НАРОДНАЯ ЛЕТОПИСЬ
Новосибирская область
Портал «Народная летопись Новосибирской области» –
краеведческий ресурс, где читатель может
не только узнать историю своего родного города, села,
поселка, деревни, а также Новосибирской области,
но и сам стать творцом истории своего края.


Заметки о Родине


 Рассказ первый. О моей родине.
 Слово «Родина» - однокоренное со словами «род», «родня». И, говоря о Родине, нужно, конечно же, писать о своем роде, ибо из истории тысяч российских семей – родов складывается история страны.
 Мой род по отцу – это род Лавровых-Санниковых (бабушка до замужества носила такую фамилию), род коренных жителей Сибири, которых именуют чалдонами.
 В детстве окружающие часто говорили мне, что внешностью: лицом, манерой двигаться, говорить – я здорово напоминаю свою бабушку, мать моего отца, Наталью Тимофеевну. «Шустрая такая же была, говорила так же быстро», - утверждали те, кто знал хорошо бабушку.

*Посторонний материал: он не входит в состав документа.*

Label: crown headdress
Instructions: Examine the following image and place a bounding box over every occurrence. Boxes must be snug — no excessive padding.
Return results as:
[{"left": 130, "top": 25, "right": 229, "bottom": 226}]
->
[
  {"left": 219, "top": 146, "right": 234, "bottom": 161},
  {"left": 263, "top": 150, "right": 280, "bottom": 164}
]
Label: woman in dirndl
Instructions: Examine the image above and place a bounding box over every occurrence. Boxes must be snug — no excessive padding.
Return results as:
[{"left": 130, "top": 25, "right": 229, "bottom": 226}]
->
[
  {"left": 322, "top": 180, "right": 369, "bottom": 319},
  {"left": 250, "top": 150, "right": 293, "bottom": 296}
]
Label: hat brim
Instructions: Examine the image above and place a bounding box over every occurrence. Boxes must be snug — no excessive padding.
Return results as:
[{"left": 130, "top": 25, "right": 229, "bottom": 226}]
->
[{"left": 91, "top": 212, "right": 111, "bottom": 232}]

Оценить сходство с бабушкой, к сожалению, я смогла лишь по портрету: Наталья Тимофеевна ушла из жизни очень рано, едва переступив пятидесятилетний порог. Мне в то время было чуть больше года. Но, по воспоминаниям моих родных, знаю, что была бабушка человеком работящим, светлым. Слова дурного никому не говорила. Вместе с мужем Иваном Константиновичем вырастили пятеро детей.
 Дед Иван Константинович, ветеран войны, в отличие от бабушки, прожил долгую жизнь, много трудился. И до конца своих дней стремился быть полезным людям: часто бывал на встречах с молодежью, рассказывал о своих фронтовых товарищах.
 Было у деда Ивана и бабы Натальи пятеро детей, как я уже сказала. Белокурая, длинноволосая красавица тетя Маша с детьми и мужем жили в Новокузнецке, старшая папина сестра тетя Мотя с четырьмя дочерьми – в Куйбышевском районе. Здесь, в Остяцке, находились двое родственников – дядя Илья и тетя Тася, моя крестная.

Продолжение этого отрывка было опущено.